How recycling capacity in muscles is enhanced by resistance training
Skeletal muscle appears to adapt to resistance exercise similarly in the young and old in many ways.
Resistance training, a form of exercise that forces your skeletal muscles to contract, enhances the recycling capacity in muscles, finds a recent study.
Autophagy is a major catabolic route in cells responsible for the clearance of proteins and organelles.

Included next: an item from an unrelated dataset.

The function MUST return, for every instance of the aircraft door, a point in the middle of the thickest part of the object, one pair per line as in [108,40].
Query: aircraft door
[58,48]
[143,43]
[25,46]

Pathological levels of autophagy are associated with muscle wasting, but physiological levels are important for cellular recycling.
In the present study, indicators of autophagy and unfolded protein response (UPR), which is another system for maintaining cellular homeostasis, were investigated from the muscle biopsies after a single bout of resistance exercise and after 21 weeks of resistance training in previously untrained young and older men.
“Aging may thus blunt some of the positive effects of resistance training-induced improvement in muscle quality,” says Jaakko Hentila and Academy of Finland Research Fellow Juha Hulmi.
However, the researchers reported that UPR that is induced by the accumulation of misfolded proteins in the endoplasmic reticulum (ER) was activated by a bout of unaccustomed resistance exercise regardless of age. Skeletal muscle appears to adapt to resistance exercise similarly in young and older people in many ways.
The study was conducted at the University of Jyvaskyla in collaboration with researchers in Oslo. The results are published in the journal Acta Physiologica.